J Am Med Inform Assoc. 2014 Jan-Feb;21(1):27-30. doi: 10.1136/amiajnl-2013-002090. Epub 2013 Aug 6.
This study aimed to reduce reliance on large training datasets in support vector machine (SVM)-based clinical text analysis by categorizing keyword features. An enhanced Mayo smoking status detection pipeline was deployed. We used a corpus of 709 annotated patient narratives. The pipeline was optimized for local data entry practice and lexicon. SVM classifier retraining used a grouped keyword approach for better efficiency. Accuracy, precision, and F-measure of the unaltered and optimized pipelines were evaluated using k-fold cross-validation. Initial accuracy of the clinical Text Analysis and Knowledge Extraction System (cTAKES) package was 0.69. Localization and keyword grouping improved system accuracy to 0.9 and 0.92, respectively. F-measures for current and past smoker classes improved from 0.43 to 0.81 and 0.71 to 0.91, respectively. Non-smoker and unknown-class F-measures were 0.96 and 0.98, respectively. Keyword grouping had no negative effect on performance, and decreased training time. Grouping keywords is a practical method to reduce training corpus size.

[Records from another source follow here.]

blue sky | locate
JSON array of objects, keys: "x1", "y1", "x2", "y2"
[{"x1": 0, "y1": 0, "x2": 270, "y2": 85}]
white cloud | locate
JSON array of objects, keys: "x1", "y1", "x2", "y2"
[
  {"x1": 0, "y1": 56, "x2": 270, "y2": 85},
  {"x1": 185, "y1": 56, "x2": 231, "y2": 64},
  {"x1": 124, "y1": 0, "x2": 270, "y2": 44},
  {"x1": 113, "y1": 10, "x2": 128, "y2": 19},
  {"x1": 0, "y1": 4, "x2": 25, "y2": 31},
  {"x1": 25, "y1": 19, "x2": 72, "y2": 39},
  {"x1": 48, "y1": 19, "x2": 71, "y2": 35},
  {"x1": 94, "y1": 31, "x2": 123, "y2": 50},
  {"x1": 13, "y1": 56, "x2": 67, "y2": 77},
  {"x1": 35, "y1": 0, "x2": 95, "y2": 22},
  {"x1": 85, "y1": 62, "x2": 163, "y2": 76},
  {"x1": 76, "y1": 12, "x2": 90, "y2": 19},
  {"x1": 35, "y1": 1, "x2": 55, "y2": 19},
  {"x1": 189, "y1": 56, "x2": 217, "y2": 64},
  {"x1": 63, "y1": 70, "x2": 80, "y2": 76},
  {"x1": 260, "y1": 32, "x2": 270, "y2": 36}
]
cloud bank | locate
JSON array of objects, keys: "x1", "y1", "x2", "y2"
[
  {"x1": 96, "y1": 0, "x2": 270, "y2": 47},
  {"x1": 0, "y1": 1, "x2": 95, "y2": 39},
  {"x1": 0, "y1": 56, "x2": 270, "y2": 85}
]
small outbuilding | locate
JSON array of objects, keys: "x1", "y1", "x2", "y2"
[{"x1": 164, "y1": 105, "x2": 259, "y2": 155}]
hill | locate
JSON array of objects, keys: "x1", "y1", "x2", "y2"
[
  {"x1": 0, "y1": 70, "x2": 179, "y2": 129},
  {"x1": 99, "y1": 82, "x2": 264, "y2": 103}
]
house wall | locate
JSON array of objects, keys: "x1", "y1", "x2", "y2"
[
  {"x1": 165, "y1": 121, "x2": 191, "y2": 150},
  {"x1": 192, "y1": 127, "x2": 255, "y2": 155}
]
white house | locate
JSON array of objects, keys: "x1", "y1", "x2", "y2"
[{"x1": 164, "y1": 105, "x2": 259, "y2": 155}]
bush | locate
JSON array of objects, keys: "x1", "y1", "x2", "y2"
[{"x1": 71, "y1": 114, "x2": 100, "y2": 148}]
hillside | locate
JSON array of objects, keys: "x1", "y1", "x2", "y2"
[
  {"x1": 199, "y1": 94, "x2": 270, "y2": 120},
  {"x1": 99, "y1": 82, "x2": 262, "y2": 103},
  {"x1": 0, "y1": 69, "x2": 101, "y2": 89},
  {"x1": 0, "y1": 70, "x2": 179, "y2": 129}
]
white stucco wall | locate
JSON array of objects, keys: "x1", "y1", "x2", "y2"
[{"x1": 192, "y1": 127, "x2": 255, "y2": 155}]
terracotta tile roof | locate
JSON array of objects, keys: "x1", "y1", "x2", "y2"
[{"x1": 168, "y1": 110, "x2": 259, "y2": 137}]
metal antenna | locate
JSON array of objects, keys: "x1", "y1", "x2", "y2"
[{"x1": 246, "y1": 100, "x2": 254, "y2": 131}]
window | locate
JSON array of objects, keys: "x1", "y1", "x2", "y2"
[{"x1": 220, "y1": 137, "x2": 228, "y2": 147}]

本研究旨在通过对关键词特征进行分类,减少基于支持向量机 (SVM) 的临床文本分析对大型训练数据集的依赖。部署了一个增强的 Mayo 吸烟状况检测管道。我们使用了一个包含 709 个注释患者叙述的语料库。该管道针对本地数据输入实践和词汇进行了优化。SVM 分类器重新训练使用分组关键词方法以提高效率。使用 k 折交叉验证评估了未修改和优化管道的准确性、精度和 F 度量。临床文本分析和知识提取系统 (cTAKES) 包的初始准确性为 0.69。本地化和关键词分组将系统准确性分别提高到 0.9 和 0.92。当前和过去吸烟者类别的 F 度量分别从 0.43 提高到 0.81 和从 0.71 提高到 0.91。非吸烟者和未知类别 F 度量分别为 0.96 和 0.98。关键词分组对性能没有负面影响,并且减少了训练时间。关键词分组是减少训练语料库大小的实用方法。